Dire que la nouvelle constitution « rassemble » en Guinée relève aujourd’hui plus du discours officiel que de la réalité vécue par les citoyens. Tout dépend de ce qu’on met derrière le mot rassembler. Si l’on parle d’un texte juridique censé créer un cadre commun, alors oui, une constitution a vocation à unir. Mais si l’on regarde le contexte actuel méfiance généralisée, tensions politiques, suspicion autour des intentions du CNRD le tableau est beaucoup plus sombre.
Un texte qui prétend unir, dans un pays profondément fracturé
La nouvelle constitution est présentée comme l’outil de refondation nationale. Dans son discours, le CNRD en fait le socle de l’unité, une « maison commune » où toutes les sensibilités devraient se retrouver. Sur le papier, l’argument tient : définir des règles du jeu partagées est, en théorie, un moyen de reconstruire le lien social.
Mais dans les faits, la démarche souffre d’un vice originel : elle naît dans un contexte de défiance extrême. La transition devait être un pont vers un retour rapide à l’ordre constitutionnel. Quatre ans plus tard, les promesses non tenues, la répression des voix dissidentes et les soupçons de prolongation du pouvoir militaire rendent la parole officielle suspecte.
Peut-on parler de rassemblement quand une partie du pays se sent exclue ?
De nombreux acteurs politiques, associations et citoyens dénoncent un processus verrouillé où la consultation populaire est plus mise en scène que réellement vécue. Des opposants majeurs, comme l’UFDG ou le RPG, accusent le CNRD d’utiliser la constitution comme une passerelle pour légitimer Mamadi Doumbouya et préparer sa candidature.
Le « rassemblement » vanté par les autorités ressemble alors à une unité imposée d’en haut, plutôt qu’à un consensus issu d’un débat national inclusif.
Un texte sans confiance n’est qu’un papier
L’essence même d’une constitution, c’est d’être perçue comme un pacte social. Or, sans confiance dans ceux qui la portent, ce pacte est fragilisé dès sa naissance. Beaucoup de Guinéens se posent cette question simple : comment croire à un texte qui parle de justice, de liberté et de limitation du pouvoir alors que, dans la réalité, les droits sont bafoués et les promesses trahies ?

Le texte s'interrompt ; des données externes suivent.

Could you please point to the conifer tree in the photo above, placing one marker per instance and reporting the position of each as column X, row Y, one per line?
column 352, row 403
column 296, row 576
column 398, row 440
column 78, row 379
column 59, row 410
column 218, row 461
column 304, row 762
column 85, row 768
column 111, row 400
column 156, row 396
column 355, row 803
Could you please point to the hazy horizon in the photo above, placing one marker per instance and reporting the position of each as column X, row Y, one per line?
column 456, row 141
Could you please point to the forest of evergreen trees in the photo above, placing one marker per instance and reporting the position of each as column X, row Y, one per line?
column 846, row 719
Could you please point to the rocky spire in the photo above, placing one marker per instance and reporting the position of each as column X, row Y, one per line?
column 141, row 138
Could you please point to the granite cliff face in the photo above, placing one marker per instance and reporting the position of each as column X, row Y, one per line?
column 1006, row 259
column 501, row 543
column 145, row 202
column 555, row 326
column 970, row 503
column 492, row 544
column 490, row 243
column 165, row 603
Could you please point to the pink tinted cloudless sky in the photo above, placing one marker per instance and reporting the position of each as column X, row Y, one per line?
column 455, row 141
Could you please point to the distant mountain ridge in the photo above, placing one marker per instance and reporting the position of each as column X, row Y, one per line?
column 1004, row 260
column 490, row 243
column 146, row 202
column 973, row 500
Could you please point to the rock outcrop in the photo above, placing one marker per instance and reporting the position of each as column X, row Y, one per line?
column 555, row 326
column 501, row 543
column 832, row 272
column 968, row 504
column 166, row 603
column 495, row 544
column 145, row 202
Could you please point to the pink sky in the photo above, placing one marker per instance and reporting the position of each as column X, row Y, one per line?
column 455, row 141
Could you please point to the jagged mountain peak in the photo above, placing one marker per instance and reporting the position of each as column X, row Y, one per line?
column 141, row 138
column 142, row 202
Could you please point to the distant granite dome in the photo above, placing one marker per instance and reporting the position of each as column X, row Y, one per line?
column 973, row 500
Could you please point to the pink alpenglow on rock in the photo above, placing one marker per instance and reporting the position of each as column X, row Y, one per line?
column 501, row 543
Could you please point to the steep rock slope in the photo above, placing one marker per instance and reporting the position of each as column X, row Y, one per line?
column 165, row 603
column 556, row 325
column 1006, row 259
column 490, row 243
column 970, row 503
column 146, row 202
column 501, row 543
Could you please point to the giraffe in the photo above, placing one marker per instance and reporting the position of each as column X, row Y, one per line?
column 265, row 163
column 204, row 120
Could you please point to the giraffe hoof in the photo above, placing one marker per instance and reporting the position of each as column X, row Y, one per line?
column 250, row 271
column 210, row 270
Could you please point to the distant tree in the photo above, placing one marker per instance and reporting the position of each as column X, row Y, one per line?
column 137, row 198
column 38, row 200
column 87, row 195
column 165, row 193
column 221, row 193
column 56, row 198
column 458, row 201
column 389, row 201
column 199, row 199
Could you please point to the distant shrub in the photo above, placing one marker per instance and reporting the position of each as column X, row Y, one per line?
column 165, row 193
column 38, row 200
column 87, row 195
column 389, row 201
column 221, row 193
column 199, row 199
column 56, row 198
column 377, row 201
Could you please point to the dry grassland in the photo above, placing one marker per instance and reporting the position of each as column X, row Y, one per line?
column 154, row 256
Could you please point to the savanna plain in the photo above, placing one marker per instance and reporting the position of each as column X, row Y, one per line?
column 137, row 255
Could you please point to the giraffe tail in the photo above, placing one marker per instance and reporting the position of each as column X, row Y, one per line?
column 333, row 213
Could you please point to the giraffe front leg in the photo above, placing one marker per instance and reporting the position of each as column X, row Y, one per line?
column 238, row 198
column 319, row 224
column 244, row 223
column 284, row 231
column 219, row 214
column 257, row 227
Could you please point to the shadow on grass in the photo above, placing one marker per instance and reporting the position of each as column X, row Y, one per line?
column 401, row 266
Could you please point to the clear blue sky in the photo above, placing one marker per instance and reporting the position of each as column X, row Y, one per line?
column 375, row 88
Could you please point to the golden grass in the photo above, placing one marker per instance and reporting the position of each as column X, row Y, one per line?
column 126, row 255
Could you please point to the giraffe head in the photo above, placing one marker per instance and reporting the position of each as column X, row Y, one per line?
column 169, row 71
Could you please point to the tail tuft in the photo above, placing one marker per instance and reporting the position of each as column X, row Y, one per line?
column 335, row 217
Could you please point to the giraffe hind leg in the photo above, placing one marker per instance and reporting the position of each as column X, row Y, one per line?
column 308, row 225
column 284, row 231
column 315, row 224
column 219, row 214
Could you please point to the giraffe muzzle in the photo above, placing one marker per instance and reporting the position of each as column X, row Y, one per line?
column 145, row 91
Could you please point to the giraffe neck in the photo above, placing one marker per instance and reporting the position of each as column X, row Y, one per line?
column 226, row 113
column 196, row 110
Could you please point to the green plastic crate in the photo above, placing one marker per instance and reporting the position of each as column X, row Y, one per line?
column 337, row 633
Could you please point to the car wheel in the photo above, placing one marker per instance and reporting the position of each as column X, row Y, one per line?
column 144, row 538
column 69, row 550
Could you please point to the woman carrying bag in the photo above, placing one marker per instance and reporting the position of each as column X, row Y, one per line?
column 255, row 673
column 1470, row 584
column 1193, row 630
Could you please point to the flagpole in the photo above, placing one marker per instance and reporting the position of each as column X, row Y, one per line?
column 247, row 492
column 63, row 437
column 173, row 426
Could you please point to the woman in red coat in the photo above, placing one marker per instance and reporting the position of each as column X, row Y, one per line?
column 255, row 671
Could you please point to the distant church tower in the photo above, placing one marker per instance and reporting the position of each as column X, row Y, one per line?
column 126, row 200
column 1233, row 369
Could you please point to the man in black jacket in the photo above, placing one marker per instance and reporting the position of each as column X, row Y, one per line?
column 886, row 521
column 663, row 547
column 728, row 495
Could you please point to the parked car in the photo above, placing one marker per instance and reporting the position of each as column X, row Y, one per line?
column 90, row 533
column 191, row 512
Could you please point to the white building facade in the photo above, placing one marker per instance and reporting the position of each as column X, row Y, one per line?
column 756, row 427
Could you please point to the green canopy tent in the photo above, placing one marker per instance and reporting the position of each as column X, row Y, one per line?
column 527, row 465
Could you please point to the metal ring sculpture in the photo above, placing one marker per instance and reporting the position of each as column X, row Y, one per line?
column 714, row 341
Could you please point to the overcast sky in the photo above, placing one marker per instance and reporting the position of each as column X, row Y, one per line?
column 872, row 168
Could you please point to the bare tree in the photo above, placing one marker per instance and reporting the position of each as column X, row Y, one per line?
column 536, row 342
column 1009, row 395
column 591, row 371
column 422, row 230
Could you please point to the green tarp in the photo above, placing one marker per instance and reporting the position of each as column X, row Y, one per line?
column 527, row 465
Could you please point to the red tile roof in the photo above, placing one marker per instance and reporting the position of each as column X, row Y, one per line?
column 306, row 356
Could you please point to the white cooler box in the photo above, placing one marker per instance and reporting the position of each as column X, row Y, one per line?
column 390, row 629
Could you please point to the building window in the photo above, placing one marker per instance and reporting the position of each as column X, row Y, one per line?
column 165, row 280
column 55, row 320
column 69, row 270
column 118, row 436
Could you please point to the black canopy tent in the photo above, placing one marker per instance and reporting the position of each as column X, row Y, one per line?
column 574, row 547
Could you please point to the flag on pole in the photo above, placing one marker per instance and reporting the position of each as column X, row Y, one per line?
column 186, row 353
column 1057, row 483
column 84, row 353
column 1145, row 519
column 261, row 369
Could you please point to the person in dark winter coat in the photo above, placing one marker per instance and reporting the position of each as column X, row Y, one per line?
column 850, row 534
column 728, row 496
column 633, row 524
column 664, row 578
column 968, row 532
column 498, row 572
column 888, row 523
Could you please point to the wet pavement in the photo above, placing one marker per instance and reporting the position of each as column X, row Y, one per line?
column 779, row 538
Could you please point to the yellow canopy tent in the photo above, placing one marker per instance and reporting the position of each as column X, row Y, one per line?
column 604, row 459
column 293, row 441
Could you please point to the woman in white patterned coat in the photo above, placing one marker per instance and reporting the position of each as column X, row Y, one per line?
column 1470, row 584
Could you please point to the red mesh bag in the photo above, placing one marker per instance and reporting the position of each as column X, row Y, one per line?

Même des juristes soulignent la contradiction entre le discours d’unité et les pratiques actuelles : arrestations arbitraires, disparitions forcées, presse muselée, partis politiques étouffés. Dans ce contexte, la constitution apparaît plus comme un instrument politique que comme une boussole nationale.
Le risque d’un rassemblement de façade
Ce que la Guinée vit, c’est une fracture profonde entre le besoin réel de règles communes et la manière dont elles sont imposées. La constitution pourrait rassembler si elle était le fruit d’un compromis sincère, construit avec toutes les forces vives du pays. Mais dans l’état actuel, elle risque surtout de servir de décor : un texte présenté comme l’incarnation de l’unité nationale, mais perçu comme un outil de confiscation du pouvoir.
Alors, peut-elle vraiment rassembler ?
– Oui, si elle devient un cadre où la parole des Guinéens est réellement prise en compte, et pas seulement utilisée pour valider un projet déjà ficelé.
– Non, si elle reste l’arme politique d’un régime militaire cherchant à s’habiller de légalité.
Le paradoxe du CNRD
Le CNRD prétend refonder la Guinée sur la justice et l’unité. Mais en verrouillant le processus et en gouvernant par la peur, il fait exactement l’inverse de ce qu’il proclame. Une constitution ne rassemble pas par ses mots, mais par la confiance qu’elle inspire. Aujourd’hui, c’est précisément ce qui manque.